Она переполошилась так, будто за дверью теперь стая волков зубами щелкала, желая порвать ее на части. Женька! За дверью! А она, как старуха, в халате драном и ночной сорочке! И непричесанная, рот в масле, и шпротами изо рта несет. Господи…
– Входи, – щелкнула она замком, чуть приоткрывая дверь. – Я сейчас…
Ей понадобилось полчаса, чтобы привести себя в порядок. Все это время Востриков послушно сидел на ее скрипучем стуле в кухне, сгребая кухонным полотенцем в кучку крошки на столе. Сгребет – разметает. Разметает – снова сгребет.
– Я готова, Жень.
Ирина Федоровна в строгом черном костюме и серой блузке, на высоких каблуках, с укладкой и макияжем была неузнаваема.

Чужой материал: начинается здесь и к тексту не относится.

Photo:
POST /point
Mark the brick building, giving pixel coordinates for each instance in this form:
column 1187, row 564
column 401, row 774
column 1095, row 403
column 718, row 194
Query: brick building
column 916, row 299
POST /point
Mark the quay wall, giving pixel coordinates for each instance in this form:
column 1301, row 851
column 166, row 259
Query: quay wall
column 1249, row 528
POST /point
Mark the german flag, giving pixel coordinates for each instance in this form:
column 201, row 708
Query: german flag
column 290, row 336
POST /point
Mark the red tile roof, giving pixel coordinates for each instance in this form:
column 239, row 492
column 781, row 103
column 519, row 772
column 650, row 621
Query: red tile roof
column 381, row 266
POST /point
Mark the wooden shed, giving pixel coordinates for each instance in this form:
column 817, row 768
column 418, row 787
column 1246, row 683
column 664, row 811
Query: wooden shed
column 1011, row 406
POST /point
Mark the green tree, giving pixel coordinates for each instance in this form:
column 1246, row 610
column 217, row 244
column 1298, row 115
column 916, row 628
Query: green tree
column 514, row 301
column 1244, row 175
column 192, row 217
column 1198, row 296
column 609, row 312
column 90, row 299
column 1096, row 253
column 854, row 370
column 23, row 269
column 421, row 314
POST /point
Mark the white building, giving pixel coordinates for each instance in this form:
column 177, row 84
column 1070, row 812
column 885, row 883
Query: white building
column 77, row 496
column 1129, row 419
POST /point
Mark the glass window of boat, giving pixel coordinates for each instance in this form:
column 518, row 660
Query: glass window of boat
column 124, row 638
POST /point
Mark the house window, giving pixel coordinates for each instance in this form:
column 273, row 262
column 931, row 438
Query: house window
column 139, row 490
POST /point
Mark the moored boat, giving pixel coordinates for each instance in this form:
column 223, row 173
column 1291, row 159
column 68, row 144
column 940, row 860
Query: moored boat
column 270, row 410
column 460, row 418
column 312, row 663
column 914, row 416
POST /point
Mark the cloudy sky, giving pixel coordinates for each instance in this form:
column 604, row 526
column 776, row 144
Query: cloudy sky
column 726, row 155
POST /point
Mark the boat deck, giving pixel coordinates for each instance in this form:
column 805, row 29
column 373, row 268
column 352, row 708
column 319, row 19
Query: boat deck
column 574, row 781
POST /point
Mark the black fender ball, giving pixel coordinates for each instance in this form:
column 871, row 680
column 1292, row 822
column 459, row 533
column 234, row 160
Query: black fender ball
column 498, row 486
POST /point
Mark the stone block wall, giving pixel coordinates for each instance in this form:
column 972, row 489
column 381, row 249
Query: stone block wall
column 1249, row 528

– Прекрасно выглядишь, Ириш, – похвалил Востриков, запоздало спохватившись, что приехал к ней в старом свитере, на котором локти просвечиваются. – Небось женихов у тебя строй? Потому и мне отказываешь?
Она рассмеялась и повела к выходу.
– Ну, какие мы с тобой жених и невеста, Востриков? Нам сто лет назад по пятьдесят было! Едем, едем к твоему следователю уже. Да на работу мне надо. А то заскучают без моих разносов сотрудники вместе с воспитанниками…
Данилов был приятно удивлен, когда ему позвонили из дежурной части и доложили о визите Вострикова и Устиновой.
– А я только собирался к вам ехать, Ирина Федоровна! – Он приветливо улыбнулся, пожал им руки. – Чай? Кофе?
Данилов метнулся к чайнику, щелкнул тумблером. Осмотрел пустые чашки. Мишин, гад, не вымыл ни одной, употребляя поочередно из каждой чистой.
– Я сейчас, – сгреб он все чашки в кучу.
– Да погоди ты, подполковник, не суетись, – остановил его Востриков, с интересом осматривая кабинет. – Хорошо у вас стало, нарядно.